Dans une étude rétrospective sur deux années, auprès des neurologistes de l’Etat de Californie, Lee et al, (Réf. 20) ont recensé 55 AVC, 16 myélopathies, 30 radiculopathies suite à des manipulations chiropratiques chez l’adulte. Les myélopathies peuvent rentrer dans le cadre des SCIWORA. On notera que ces chiffres sont partiels, puisque sur les 487 neurologistes consultés, un tiers environ ont répondu. Ces auteurs évoquent la probabilité que nombre de ces accidents ne sont pas signalés, l’une des raisons étant le délai qui peut s’écouler entre la manipulation et les signes cliniques d’atteinte du tissu nerveux. Comment mesurer la disparité des chiffres entre les accidents signalés et ceux qui ne le sont pas, reste une grande question.

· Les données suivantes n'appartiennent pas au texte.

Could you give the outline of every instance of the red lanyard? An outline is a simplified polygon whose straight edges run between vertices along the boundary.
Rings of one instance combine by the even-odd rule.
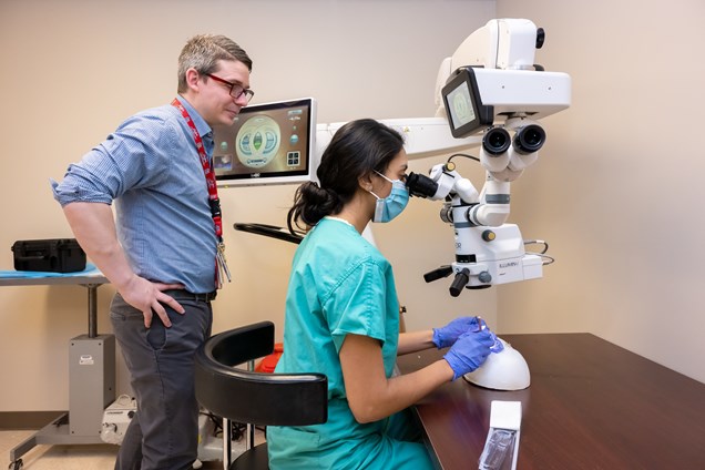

 SCIWORA chez un adulte suite à une manipulation


Un cas a été décrit par Chung (Réf. 8). Il s’agissait d’un patient de 46 ans qui, suite à une manipulation pratiquée par un rebouteux chinois, se trouva tétraplégique et en détresse respiratoire. L’hôpital où il fut transféré était le même que celui dans lequel il avait été hospitalisé quelques années auparavant pour une névrite rétrobulbaire avec paralysie de la IVe paire. L’hôpital disposait ainsi des images IRM pré-traumatiques de ce patient (Fig. 7). Dans les images prises après la manipulation, on observe un œdème médullaire C1-C2 (Fig. 8).

Le patient répondit bien au traitement pharmacologique, avec reprise de la marche cinq jours plus tard. L’amélioration clinique fut continue jusqu’au 8e mois, lorsque se produisit une rechute, sous forme d’une diplopie soudaine. L’IRM pratiqué alors montra que l’oedème médullaire cervical avait évolué en une cavité syringomyélique (Fig. 9). Comme nous verrons plus loin, le processus physiologique qui donna lieu à une cavitation syringomyélique est similaire à celui qui se produit suite à des troubles de la traction médullaire.

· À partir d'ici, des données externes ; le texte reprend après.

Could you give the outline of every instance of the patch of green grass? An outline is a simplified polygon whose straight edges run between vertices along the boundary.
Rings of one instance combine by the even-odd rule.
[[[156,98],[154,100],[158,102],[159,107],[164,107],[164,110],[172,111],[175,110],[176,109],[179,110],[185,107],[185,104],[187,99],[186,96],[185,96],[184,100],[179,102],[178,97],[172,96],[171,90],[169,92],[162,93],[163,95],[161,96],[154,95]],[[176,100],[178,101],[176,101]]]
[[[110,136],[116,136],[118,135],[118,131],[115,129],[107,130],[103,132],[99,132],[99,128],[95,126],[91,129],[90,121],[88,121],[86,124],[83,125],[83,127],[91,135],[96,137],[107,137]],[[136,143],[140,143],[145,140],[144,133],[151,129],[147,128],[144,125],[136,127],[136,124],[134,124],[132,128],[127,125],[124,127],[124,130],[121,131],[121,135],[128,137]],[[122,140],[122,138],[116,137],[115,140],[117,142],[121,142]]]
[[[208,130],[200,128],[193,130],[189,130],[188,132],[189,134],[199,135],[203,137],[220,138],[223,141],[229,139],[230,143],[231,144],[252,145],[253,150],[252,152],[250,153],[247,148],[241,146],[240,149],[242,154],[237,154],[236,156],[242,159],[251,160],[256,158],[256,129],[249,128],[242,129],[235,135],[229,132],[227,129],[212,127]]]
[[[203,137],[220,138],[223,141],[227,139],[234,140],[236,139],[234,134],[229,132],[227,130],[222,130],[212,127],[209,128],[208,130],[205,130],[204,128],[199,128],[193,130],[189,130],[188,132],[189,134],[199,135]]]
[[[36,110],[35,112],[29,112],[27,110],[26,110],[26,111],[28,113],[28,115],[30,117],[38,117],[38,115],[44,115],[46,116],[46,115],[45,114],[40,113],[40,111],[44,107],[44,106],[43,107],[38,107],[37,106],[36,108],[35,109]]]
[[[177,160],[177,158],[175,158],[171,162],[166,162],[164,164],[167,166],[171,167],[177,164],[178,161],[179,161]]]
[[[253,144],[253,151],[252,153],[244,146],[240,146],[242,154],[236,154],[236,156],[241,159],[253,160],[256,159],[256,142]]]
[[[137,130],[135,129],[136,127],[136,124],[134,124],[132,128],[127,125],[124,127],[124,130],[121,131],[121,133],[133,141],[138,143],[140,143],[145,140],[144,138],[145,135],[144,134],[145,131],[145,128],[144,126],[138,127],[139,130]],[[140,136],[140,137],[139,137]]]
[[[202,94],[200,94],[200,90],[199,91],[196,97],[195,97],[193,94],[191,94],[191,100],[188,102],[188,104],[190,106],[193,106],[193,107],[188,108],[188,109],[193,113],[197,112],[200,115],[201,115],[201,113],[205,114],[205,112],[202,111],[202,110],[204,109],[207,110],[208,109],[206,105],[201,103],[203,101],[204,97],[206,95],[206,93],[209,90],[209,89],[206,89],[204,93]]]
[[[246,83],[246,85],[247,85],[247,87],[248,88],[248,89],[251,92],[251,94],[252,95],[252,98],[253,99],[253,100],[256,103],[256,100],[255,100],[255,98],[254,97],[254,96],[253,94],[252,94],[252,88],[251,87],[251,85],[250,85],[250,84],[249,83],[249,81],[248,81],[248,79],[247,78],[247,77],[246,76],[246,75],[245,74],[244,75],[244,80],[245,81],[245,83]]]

Les photos 7, 8 et 9 ont été reproduites avec l’autorisation de MacMillan Publishers Ltd : Spinal Cord. 2002 ; 40 : 196 -9 (copyright 2002).

Selon Chung, la névrite rétrobulbaire dont avait souffert le patient auparavant avait entraîné une arachnoidite adhésive, avec pour résultat une limitation de la mobilité du névraxe (cerveau, moelle) à l’intérieur du rachis et du crâne. Comme conséquence de cette restriction de la mobilité du névraxe, il est possible que la manipulation ait causé une brusque augmentation de la FTM (Force de Traction Médullaire), avec œdème cérébral et médullaire. En outre, Chung soupçonne que ce patient, étant donné ses antécédents pathologiques, souffrait d’une sclérose en plaques, un facteur susceptible d’augmenter d’autant plus la sensibilité à un traumatisme.


 Physiopathologie des SCIWORA post-manipulation


Les SCIWORA sont plus fréquentes chez les enfants que chez les adultes. On attribue cette différence à la plus grande élasticité de la colonne vertébrale, laissant la moelle moins protégée lors de traumatismes et de mouvements brusques.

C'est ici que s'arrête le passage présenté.